Mobile Commerce

Apple, Google oder DB – wer macht das Rennen?

Die Deutsche Bahn hat nicht viel zu tun mit Google und Apple. Aber eins eint: der Wille, eine führende Rolle in der Mobilitätsplanung zu übernehmen. Einer wird gewinnen. Zwei werden verlieren. Haben andere überhaupt noch eine Chance?

von Dirk Rogl, 08.10.2010, 11:15 Uhr

Die Bahn will zur wichtigsten Anlaufstelle für Mobilität in Deutschland werden, sagt DB-Vorstand Ulrich Homburg im fvw-Interview. Der Bahner schielt auf einen Markt, der sich gerade erst rasant enwickelt: die Reiseplanung und -buchung über mobile Endgeräte. Mobile Commerce wird die Reiseindustrie massiv beeinflussen. Es wird kaum mehr als einen Sieger hervorbringen und viele Verlierer. Denn die Erfahrung zeigt, dass im E-Commerce stets ein Marktführer pro Segment den Ton angibt.

Wer also wird die führende Mobilitätsplattform, die Reisende mit Location Based Service intelligent auf Züge, Straßen und Flugzeuge sowie in das passende Hotel verteilt? Wer liefert auf Knopfdruck Alternativen, wenn auf der Autobahn Stau oder am Flughafen Chaos ist? Das ist bekanntlich die Aufgabe eines Reisebüros. Doch die Rollen verteilen sich gerade neu. Und ein paar Herausforderer einer Zunft, die durchaus Zukunft hat, sind erwähnenswert.

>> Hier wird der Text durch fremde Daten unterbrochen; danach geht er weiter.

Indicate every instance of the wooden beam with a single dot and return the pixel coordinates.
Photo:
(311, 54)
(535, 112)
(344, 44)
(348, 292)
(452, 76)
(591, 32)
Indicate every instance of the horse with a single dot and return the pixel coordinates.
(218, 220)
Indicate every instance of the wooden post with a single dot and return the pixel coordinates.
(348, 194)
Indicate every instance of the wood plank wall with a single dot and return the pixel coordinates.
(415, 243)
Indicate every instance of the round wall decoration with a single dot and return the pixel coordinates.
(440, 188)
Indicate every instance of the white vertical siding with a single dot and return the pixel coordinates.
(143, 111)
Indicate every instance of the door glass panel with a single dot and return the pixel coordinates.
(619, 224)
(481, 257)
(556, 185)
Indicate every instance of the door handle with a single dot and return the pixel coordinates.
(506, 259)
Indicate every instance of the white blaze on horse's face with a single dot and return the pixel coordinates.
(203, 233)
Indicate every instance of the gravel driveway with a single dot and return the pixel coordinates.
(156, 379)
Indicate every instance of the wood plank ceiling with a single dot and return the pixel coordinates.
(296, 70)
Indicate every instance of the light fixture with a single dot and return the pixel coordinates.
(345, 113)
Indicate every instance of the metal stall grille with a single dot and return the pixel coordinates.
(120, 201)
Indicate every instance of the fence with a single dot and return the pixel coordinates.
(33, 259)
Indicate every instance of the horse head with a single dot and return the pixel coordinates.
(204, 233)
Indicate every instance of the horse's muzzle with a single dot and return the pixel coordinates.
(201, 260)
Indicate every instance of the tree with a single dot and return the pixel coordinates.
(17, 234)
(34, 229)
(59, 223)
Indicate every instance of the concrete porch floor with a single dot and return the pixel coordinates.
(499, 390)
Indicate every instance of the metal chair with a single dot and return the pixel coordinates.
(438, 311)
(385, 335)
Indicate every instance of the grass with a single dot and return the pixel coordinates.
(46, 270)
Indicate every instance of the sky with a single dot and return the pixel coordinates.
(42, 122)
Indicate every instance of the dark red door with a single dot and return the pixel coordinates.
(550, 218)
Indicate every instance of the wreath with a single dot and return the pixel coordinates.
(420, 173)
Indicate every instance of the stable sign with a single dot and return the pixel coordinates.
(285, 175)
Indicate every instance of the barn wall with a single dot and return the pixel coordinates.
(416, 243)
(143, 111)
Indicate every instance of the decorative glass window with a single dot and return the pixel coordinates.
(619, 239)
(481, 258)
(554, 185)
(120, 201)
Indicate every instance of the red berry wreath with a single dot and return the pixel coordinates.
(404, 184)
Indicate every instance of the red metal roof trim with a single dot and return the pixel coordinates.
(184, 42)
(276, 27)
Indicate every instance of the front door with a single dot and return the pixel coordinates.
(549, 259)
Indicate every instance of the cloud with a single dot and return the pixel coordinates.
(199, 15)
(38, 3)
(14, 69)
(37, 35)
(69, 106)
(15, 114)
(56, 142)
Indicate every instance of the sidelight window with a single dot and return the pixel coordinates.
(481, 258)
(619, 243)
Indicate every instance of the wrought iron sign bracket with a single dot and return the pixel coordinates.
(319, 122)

Die Deutsche Bahn will tatsächlich mehr als Bahntickets anbieten. Das E-Ticketing-System "Touch & Travel" ist der Schlüssel zum Erfolg. Es macht das Handy zur Fahrkarte – und bei Bedarf auch zum Flugticket oder zum Mietwagenschlüssel. Die schnelle Near-Field-Communication macht die Buchung im klassischen Sinne überflüssig.

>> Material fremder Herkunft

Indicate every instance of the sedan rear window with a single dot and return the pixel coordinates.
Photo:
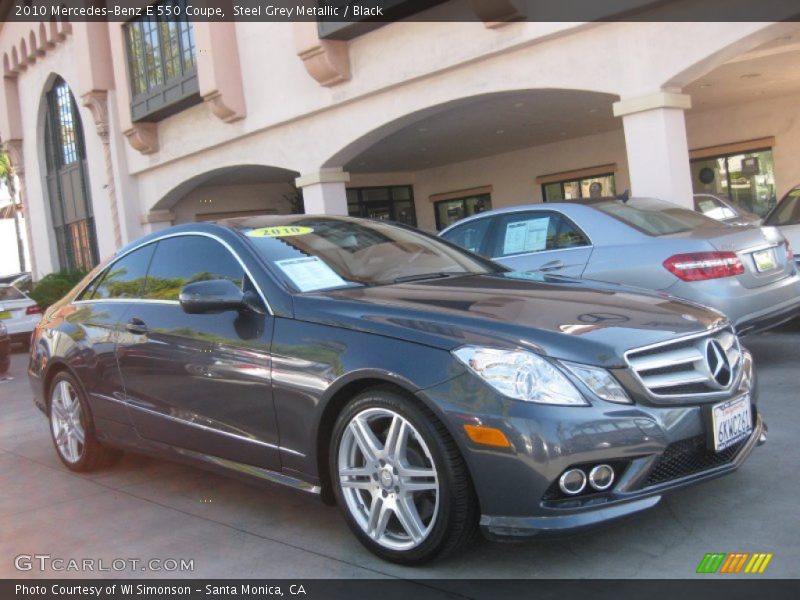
(9, 292)
(788, 210)
(655, 217)
(313, 254)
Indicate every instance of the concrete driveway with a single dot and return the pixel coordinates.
(144, 509)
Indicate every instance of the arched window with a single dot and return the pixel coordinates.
(70, 204)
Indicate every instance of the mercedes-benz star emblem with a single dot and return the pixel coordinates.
(718, 364)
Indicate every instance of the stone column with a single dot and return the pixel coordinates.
(655, 140)
(16, 158)
(324, 191)
(97, 102)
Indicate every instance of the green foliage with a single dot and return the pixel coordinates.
(51, 288)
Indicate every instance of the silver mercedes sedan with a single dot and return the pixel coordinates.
(747, 273)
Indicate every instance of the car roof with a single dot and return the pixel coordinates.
(566, 206)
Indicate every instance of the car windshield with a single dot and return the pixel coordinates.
(9, 292)
(788, 210)
(655, 217)
(318, 253)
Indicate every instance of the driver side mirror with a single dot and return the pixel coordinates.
(214, 296)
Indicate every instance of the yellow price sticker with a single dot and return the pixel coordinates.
(282, 231)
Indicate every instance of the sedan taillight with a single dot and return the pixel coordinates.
(697, 266)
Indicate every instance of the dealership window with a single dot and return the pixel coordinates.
(745, 176)
(162, 62)
(599, 186)
(388, 203)
(450, 210)
(67, 190)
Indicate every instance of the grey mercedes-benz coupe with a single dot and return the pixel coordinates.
(425, 390)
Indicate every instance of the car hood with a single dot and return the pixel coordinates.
(571, 319)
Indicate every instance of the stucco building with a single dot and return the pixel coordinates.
(117, 129)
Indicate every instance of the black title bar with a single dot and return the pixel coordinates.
(350, 11)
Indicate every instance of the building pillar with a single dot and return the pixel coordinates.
(156, 220)
(655, 140)
(324, 191)
(16, 158)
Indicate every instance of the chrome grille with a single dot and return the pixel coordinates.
(689, 366)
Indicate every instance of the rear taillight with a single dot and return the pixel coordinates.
(697, 266)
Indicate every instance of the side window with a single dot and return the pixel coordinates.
(125, 277)
(182, 260)
(470, 235)
(525, 233)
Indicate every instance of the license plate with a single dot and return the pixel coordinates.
(765, 259)
(731, 421)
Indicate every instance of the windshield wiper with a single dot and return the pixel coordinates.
(420, 277)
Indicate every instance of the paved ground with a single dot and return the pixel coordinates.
(146, 509)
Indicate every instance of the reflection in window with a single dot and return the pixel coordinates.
(389, 203)
(600, 186)
(126, 277)
(67, 191)
(183, 260)
(746, 179)
(161, 59)
(448, 212)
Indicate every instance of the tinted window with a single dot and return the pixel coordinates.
(523, 233)
(470, 235)
(123, 278)
(712, 207)
(10, 293)
(655, 217)
(312, 254)
(788, 211)
(186, 259)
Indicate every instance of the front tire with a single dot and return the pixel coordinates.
(400, 480)
(72, 429)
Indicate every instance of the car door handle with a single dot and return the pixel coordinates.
(553, 265)
(136, 326)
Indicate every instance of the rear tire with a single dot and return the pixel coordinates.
(400, 480)
(72, 428)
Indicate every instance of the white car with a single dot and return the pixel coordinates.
(18, 313)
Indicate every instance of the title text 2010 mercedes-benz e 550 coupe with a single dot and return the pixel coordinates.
(425, 390)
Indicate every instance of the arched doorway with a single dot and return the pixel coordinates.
(71, 213)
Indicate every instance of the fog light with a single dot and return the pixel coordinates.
(601, 477)
(572, 482)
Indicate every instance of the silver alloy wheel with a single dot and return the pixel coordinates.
(65, 421)
(388, 478)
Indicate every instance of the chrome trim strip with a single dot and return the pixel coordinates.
(260, 472)
(710, 332)
(225, 244)
(205, 427)
(129, 300)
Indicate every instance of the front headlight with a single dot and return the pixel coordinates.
(520, 375)
(601, 382)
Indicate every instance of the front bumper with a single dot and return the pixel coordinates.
(655, 448)
(595, 513)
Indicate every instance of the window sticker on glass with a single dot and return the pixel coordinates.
(310, 274)
(282, 231)
(526, 236)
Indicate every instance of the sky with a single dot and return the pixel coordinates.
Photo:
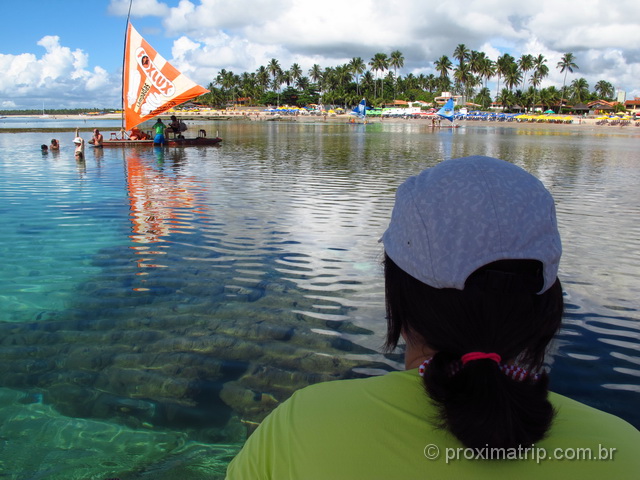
(68, 53)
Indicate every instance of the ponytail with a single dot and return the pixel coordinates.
(498, 311)
(482, 406)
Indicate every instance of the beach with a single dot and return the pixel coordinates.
(578, 122)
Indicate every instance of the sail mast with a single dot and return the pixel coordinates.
(124, 52)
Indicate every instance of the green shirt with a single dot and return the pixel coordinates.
(379, 428)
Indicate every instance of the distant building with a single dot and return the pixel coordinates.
(444, 98)
(633, 105)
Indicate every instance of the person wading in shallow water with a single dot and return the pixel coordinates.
(471, 260)
(79, 143)
(97, 139)
(159, 128)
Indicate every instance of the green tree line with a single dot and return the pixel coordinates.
(466, 73)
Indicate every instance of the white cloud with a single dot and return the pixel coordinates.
(60, 73)
(140, 8)
(241, 35)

Einen ähnlichen Weg geht Apple, das vor zwei Jahren das Patent für iTravel angemeldet hat. Es basiert ebenfalls auf NFC und soll das schnelle Einchecken von Fluggästen über die kurzwellige RFID-Identifikation ermöglichen. Das klingt sehr technisch, ist aber für die Reisenden genial einfach (wenn es denn korrekt funktioniert). Sind ihre Daten erst einmal registriert, gibt es keine Barrieren mehr für spontanes Reisen. Nur der Preis muss ermittelt und korrekt abgerechnet werden. Das ist heute eine weitere Domäne der Reisebüros.

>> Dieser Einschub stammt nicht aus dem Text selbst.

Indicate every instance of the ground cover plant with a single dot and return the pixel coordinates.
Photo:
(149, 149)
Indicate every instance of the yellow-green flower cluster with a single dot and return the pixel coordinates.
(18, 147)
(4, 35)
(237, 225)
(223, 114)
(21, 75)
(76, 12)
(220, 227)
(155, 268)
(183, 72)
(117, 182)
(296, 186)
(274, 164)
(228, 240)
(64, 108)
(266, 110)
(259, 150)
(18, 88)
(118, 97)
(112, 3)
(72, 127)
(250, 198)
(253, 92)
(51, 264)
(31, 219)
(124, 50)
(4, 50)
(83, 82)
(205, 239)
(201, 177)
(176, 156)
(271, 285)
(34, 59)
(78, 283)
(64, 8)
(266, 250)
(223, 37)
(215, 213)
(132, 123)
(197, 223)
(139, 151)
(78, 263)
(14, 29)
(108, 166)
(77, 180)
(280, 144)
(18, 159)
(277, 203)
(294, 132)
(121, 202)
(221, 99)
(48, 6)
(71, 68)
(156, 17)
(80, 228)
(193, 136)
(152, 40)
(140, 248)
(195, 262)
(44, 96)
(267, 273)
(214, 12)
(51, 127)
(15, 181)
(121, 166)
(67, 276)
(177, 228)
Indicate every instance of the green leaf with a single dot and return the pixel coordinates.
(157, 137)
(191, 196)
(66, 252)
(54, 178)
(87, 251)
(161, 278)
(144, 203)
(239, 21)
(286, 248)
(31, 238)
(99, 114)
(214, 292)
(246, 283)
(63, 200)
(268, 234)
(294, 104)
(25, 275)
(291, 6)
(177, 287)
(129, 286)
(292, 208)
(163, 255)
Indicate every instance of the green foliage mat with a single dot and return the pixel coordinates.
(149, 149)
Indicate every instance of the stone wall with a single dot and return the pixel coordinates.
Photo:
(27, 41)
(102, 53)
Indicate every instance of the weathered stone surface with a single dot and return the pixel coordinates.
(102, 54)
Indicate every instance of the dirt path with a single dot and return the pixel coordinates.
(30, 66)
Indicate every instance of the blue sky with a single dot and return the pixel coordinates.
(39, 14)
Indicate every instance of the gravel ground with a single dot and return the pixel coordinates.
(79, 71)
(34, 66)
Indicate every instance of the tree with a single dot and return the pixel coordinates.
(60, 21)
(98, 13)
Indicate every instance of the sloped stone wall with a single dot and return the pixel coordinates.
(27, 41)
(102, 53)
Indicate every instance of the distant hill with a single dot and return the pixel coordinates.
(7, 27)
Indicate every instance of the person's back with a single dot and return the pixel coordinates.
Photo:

Dritter im Bunde der Herausforderer ist schließlich Google, der mit seinem Betriebssystem Android um die Lufthoheit in der mobilen Communication ringt. Auch ohne Android sind Google Maps & Co unverzichtbare Applikationen, die eine zentrale Rolle als mobile Reisebegleiter spielen wollen. Google will zwar nachdrücklich kein Mittler werden, sieht sich aber schon als zentrale Plattform für Mobilität. Darauf deutet auch der Kauf von ITA Software hin.

Fazit: In einem Zukunftsmarkt werden jetzt die Claims abgesteckt. Google und Apple sind sicher dabei. Die Deutsche Bahn auch. Wer sonst in der Reiseindustrie verfügt über genügend Ausdauer und Kreativität? Der ADAC hat bereits seinen Hut in den Ring geworfen, Konzerne wie Thomas Cook, TUI und Lufthansa sind sicher dabei. Oder etwa nicht? Vielleicht ist die führende Position im M-Commerce doch kein großes Ding, weil die Mehrheit der Buchungen auch langfristig über die etablierten Kanäle erfolgt und nicht etwa via Smartphone?

Kommentare

von Sven, 08.10.10, 15:53
Ach? Mein Android Handy und die Rail Navigator App können "Touch & Travel" und auch noch eine Near Field-Communication? Was macht die App denn da genau? Ich nutze den Rail Navigator bislang nur als Fahrplanauskunft. Das macht er dann auch sehr gut, muss man zugeben.